Glossario IA
Il dizionario completo dell'Intelligenza Artificiale
Variational Autoencoder (VAE)
Generative neural network architecture that learns a probabilistic latent representation of input data, enabling the generation of new samples by sampling from this latent space.
Evidence Lower Bound (ELBO)
Maximization objective in VAEs, representing the lower bound of the marginal log-likelihood of the data, balancing reconstruction and regularization of the latent space.
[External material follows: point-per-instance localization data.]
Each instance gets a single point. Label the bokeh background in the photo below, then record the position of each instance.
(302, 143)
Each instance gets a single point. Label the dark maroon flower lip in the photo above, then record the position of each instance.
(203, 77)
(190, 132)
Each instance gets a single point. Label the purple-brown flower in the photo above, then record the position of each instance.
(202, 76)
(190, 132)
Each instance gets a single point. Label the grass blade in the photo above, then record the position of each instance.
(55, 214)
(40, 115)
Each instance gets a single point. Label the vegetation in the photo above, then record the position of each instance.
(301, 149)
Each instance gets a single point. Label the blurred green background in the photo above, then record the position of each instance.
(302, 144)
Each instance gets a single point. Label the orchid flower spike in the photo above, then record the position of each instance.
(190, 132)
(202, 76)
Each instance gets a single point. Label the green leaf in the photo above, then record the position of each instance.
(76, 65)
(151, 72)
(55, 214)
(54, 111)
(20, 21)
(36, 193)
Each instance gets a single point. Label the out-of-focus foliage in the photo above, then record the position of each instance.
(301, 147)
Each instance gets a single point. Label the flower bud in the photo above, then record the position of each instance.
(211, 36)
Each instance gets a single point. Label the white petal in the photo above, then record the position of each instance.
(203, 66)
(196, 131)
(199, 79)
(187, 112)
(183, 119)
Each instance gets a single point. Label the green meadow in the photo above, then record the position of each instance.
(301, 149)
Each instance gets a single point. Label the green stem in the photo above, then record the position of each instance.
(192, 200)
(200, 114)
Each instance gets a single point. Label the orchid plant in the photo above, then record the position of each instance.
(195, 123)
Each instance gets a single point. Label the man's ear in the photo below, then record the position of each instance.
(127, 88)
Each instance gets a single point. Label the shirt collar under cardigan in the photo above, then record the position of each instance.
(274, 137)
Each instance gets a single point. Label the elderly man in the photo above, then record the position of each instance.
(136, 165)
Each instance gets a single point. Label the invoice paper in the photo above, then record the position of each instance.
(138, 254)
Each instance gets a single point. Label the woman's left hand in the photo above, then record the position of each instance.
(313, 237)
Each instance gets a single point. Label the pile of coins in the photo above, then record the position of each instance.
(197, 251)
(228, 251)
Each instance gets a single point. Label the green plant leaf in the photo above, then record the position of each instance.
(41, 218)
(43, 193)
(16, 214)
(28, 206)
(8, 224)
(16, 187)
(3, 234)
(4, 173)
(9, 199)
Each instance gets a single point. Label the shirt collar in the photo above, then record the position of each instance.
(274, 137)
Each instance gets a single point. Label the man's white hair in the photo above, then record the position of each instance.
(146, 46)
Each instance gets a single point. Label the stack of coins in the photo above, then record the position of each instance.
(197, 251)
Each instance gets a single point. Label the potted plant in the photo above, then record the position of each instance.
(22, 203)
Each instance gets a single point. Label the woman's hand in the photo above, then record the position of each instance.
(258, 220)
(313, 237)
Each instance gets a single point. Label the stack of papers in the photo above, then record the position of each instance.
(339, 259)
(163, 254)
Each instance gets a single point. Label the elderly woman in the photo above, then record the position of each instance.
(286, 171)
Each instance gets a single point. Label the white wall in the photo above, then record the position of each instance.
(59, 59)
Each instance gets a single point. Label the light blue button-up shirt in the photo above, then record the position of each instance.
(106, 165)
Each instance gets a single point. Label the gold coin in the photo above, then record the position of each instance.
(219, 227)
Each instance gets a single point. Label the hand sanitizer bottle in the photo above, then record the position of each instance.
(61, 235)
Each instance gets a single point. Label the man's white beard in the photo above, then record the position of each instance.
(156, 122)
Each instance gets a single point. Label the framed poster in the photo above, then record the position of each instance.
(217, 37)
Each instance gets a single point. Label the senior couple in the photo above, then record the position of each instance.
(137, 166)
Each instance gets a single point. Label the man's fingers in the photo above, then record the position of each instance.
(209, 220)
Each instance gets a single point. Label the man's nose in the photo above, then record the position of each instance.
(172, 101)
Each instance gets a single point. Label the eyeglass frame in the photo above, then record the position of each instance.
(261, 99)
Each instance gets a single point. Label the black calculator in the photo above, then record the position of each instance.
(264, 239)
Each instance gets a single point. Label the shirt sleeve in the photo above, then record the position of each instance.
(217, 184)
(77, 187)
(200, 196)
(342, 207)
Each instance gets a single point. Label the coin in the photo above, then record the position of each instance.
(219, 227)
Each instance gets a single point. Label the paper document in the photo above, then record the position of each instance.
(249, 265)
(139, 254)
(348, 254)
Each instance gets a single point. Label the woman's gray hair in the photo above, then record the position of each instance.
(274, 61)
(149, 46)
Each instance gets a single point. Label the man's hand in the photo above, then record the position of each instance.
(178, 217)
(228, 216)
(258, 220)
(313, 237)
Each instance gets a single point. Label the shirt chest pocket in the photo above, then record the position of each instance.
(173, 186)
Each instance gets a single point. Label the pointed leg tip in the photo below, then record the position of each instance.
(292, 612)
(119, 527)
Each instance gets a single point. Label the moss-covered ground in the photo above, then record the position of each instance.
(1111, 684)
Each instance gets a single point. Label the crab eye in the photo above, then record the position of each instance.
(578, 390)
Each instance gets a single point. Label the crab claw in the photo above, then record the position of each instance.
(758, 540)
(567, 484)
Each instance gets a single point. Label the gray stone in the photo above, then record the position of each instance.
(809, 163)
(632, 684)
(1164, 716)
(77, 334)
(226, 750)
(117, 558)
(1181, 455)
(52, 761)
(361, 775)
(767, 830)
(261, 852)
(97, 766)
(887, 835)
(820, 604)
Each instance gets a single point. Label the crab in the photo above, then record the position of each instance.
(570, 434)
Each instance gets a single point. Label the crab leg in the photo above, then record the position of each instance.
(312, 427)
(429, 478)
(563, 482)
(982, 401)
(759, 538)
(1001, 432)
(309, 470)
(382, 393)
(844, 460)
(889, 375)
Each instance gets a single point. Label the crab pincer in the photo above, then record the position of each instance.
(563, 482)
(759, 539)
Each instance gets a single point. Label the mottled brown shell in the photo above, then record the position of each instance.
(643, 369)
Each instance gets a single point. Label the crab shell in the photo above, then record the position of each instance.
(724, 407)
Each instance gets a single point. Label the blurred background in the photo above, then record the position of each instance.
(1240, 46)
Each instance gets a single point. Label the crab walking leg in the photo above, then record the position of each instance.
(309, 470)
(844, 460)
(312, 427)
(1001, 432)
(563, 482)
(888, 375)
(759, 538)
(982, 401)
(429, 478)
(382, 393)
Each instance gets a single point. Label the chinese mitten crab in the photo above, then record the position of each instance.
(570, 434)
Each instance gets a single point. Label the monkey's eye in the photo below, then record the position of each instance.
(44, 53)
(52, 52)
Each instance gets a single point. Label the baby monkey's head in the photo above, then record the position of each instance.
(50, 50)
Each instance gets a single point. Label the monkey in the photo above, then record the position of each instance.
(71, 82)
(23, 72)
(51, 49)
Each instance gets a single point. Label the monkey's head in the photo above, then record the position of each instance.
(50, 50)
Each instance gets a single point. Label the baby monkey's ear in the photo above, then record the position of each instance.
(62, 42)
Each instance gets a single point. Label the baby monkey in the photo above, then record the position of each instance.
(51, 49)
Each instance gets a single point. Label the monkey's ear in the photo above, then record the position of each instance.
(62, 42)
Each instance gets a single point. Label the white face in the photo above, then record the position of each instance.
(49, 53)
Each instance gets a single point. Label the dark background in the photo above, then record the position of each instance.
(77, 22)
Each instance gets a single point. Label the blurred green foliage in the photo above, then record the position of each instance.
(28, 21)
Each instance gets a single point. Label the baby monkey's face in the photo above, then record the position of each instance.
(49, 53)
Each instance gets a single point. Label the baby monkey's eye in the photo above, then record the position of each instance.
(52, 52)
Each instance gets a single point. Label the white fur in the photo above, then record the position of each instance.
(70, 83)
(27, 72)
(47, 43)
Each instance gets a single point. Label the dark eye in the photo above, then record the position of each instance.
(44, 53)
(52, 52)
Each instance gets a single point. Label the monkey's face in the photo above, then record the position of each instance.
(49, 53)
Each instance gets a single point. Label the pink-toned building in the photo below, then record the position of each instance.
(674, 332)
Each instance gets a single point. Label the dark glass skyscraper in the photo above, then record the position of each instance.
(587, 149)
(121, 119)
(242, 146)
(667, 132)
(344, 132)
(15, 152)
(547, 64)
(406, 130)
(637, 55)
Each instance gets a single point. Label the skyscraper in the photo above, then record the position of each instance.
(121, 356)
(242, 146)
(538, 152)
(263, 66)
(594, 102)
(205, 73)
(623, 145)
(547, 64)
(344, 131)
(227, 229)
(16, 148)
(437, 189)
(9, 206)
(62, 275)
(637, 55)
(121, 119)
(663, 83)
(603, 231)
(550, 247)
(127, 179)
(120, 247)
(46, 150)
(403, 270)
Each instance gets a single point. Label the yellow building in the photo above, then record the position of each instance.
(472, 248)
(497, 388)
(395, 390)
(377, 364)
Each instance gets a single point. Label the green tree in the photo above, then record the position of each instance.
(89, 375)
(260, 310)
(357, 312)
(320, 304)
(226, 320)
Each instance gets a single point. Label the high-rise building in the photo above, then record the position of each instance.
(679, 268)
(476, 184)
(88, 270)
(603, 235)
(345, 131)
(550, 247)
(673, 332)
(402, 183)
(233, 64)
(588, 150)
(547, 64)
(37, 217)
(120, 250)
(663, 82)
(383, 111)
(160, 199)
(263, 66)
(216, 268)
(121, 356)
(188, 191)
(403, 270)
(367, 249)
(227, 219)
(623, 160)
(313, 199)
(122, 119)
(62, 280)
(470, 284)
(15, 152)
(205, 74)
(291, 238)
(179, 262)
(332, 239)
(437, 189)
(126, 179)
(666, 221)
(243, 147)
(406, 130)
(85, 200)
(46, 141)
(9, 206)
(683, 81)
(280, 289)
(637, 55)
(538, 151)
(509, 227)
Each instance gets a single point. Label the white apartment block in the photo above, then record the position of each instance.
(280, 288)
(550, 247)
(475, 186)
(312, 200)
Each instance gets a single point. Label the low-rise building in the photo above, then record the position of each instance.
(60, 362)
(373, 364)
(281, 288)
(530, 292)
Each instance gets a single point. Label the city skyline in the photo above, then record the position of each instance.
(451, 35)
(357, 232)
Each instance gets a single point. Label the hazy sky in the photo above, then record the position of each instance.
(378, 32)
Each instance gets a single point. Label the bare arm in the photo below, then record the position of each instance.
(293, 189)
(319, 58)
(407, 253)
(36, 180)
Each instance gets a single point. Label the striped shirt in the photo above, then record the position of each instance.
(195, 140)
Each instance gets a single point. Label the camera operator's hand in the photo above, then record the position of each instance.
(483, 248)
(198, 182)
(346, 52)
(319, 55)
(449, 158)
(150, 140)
Approximate Posterior (q(z|x))
Distribution parameterized by the encoder that approximates the true posterior distribution of latent variables conditioned on input data in the VAE framework.
Posterior Collapse
Problem in VAEs where the learned latent distribution becomes identical to the prior distribution, making the encoder useless and generating low-quality samples.
Prior Distribution (p(z))
Probability distribution chosen for latent variables in VAEs, typically a standard Gaussian N(0, I), serving as a regularizer for the latent space.
Deconvolutional Autoencoder
Variant of VAE using deconvolutional layers in the decoder to generate structured data like images, better preserving spatial relationships.
Factor Disentanglement
Desired property where each dimension of a VAE's latent space captures a semantically independent factor of variation in the generated data.
Hierarchy of Latent Variables
Advanced VAE architecture using multiple levels of latent variables to capture features at different scales of abstraction in the data.
Normalizing Flows in VAEs
Integration of normalizing flow transformations to increase the flexibility of the prior distribution or the approximate posterior, enhancing the generative quality of VAEs.